Turn the matrix from the previous cell into a dataframe. 
This dataframe uses the diagnosis to directly compare the sites in a single matrix.

Fill the null values with 0 since not having an entry means that there were no patients with that diagnosis.

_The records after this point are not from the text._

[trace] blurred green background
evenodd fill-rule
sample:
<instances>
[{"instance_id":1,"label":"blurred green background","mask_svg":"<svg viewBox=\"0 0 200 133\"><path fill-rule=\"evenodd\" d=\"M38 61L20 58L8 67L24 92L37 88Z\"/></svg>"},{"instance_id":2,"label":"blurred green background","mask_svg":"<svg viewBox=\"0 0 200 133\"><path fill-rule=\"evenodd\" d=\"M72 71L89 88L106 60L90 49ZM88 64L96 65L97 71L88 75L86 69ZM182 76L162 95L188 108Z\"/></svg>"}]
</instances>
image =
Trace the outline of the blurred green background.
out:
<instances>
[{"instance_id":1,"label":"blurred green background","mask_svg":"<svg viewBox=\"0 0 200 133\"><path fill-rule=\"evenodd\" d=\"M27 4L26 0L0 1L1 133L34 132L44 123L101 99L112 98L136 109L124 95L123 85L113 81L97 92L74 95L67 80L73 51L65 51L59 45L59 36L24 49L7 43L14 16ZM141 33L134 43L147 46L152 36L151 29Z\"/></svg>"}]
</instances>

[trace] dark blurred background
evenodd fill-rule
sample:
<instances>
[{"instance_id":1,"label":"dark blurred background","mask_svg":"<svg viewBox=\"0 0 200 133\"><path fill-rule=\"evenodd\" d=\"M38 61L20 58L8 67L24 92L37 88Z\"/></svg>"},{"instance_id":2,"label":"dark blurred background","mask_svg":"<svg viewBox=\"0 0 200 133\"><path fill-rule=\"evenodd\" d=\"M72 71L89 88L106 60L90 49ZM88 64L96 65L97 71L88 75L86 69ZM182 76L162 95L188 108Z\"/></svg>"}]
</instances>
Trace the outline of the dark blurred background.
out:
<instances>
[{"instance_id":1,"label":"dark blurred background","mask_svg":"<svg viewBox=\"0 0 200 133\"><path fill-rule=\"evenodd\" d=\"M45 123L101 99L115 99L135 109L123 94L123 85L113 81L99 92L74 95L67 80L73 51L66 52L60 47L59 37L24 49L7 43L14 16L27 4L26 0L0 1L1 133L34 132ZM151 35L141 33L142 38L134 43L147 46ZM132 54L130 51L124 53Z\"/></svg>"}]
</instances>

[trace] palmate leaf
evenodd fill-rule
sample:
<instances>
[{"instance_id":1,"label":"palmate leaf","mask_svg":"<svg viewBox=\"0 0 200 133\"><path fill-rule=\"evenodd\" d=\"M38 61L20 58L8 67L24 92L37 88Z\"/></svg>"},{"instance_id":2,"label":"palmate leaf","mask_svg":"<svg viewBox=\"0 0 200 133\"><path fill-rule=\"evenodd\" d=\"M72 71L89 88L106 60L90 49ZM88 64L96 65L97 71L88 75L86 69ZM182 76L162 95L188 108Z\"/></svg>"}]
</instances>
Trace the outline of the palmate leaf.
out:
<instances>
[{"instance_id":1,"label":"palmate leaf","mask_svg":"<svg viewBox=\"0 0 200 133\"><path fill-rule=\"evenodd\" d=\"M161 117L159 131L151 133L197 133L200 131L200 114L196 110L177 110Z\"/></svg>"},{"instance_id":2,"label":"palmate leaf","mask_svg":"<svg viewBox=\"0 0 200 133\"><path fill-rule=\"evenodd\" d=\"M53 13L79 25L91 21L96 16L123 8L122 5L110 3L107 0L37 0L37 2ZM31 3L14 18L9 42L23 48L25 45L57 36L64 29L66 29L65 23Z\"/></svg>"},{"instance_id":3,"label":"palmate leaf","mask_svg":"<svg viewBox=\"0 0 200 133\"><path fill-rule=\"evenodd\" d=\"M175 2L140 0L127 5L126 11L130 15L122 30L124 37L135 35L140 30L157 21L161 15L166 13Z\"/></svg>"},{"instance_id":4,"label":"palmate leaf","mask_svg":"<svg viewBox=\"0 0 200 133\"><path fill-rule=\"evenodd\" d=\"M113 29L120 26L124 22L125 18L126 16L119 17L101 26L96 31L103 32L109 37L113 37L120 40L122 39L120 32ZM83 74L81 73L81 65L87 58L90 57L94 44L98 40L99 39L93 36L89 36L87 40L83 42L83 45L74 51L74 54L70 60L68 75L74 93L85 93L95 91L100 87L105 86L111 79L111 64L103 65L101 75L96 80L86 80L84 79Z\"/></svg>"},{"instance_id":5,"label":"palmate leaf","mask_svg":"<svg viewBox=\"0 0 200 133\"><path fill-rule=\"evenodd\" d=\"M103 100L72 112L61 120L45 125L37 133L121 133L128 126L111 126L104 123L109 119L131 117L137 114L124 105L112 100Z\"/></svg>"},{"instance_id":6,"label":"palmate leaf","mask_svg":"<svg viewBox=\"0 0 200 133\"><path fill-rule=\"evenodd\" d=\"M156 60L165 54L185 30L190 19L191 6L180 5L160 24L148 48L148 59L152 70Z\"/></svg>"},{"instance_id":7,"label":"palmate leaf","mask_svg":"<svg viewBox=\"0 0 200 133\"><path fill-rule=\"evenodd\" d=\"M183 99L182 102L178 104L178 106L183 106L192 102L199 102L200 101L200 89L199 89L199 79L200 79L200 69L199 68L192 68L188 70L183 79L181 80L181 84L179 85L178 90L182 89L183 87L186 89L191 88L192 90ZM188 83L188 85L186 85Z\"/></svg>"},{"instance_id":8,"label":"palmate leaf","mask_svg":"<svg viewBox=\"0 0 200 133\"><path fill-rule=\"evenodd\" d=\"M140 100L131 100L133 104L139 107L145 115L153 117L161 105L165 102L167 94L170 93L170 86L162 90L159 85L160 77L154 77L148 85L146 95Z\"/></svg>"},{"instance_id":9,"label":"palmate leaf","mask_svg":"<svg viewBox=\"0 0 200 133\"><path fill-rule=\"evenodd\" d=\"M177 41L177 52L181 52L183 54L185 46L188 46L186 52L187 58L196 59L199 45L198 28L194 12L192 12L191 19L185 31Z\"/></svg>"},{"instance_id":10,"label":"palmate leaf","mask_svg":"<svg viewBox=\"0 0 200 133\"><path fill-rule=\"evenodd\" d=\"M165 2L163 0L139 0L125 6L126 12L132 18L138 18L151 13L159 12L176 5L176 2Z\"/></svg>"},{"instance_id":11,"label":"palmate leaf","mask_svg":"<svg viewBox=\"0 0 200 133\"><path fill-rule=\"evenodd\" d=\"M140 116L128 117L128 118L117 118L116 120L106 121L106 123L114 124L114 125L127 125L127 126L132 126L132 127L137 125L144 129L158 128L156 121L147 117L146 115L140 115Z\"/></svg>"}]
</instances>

Sort the columns based on their diagnosis. 
This will make it easier to read and learn how many patients were diagnosed with what type of ADHD.

In [6]:
df = pd.DataFrame(sites_diagnosis, index=['KKI', 'NYU', 'OHSU', 
                                            'Peking_1', 'Peking_2', 'Peking_3',
                                            'Pittsburgh', 'WashU'])
# Fill null values with 0
df = df.fillna(0)

# Sort columns
df = df.reindex(sorted(df.columns), axis=1)
df

DX,0,1,2,3
KKI,61.0,16.0,1.0,5.0
NYU,99.0,77.0,2.0,44.0
OHSU,42.0,23.0,2.0,12.0
Peking_1,61.0,7.0,0.0,17.0
Peking_2,32.0,15.0,0.0,20.0
Peking_3,23.0,7.0,0.0,12.0
Pittsburgh,89.0,0.0,0.0,0.0
WashU,61.0,0.0,0.0,0.0


## Feature Extraction

Create additional features to better understand the contents of the dataframe

### Total Patients

Not all sites conducted research on the same number of patients. This may be important to understand the distribution of cases rather than rely on sheer numbers.

In [7]:
df['total_patients'] = df[0] + df[1] + df[2] + df[3]
df

DX,0,1,2,3,total_patients
KKI,61.0,16.0,1.0,5.0,83.0
NYU,99.0,77.0,2.0,44.0,222.0
OHSU,42.0,23.0,2.0,12.0,79.0
Peking_1,61.0,7.0,0.0,17.0,85.0
Peking_2,32.0,15.0,0.0,20.0,67.0
Peking_3,23.0,7.0,0.0,12.0,42.0
Pittsburgh,89.0,0.0,0.0,0.0,89.0
WashU,61.0,0.0,0.0,0.0,61.0


### Diagnosis Percentage

Understand what percentage of the patients received the type of diagnosis. 
This will give more insight to how the number of patients diagnosed relates to the total population of patients at the site.

In [8]:
df['percent_0'] = df[0] / df['total_patients']
df['percent_1'] = df[1] / df['total_patients']
df['percent_2'] = df[2] / df['total_patients']
df['percent_3'] = df[3] / df['total_patients']
df

DX,0,1,2,3,total_patients,percent_0,percent_1,percent_2,percent_3
KKI,61.0,16.0,1.0,5.0,83.0,0.73494,0.192771,0.012048,0.060241
NYU,99.0,77.0,2.0,44.0,222.0,0.445946,0.346847,0.009009,0.198198
OHSU,42.0,23.0,2.0,12.0,79.0,0.531646,0.291139,0.025316,0.151899
Peking_1,61.0,7.0,0.0,17.0,85.0,0.717647,0.082353,0.0,0.2
Peking_2,32.0,15.0,0.0,20.0,67.0,0.477612,0.223881,0.0,0.298507
Peking_3,23.0,7.0,0.0,12.0,42.0,0.547619,0.166667,0.0,0.285714
Pittsburgh,89.0,0.0,0.0,0.0,89.0,1.0,0.0,0.0,0.0
WashU,61.0,0.0,0.0,0.0,61.0,1.0,0.0,0.0,0.0


## Conclusion

The dataframe that provides the most variety is OHSU. 
The variety will be important to create a model that will not be overfitting the dataset.

The OHSU will be used to create a small model that will then be scaled up to include all sites.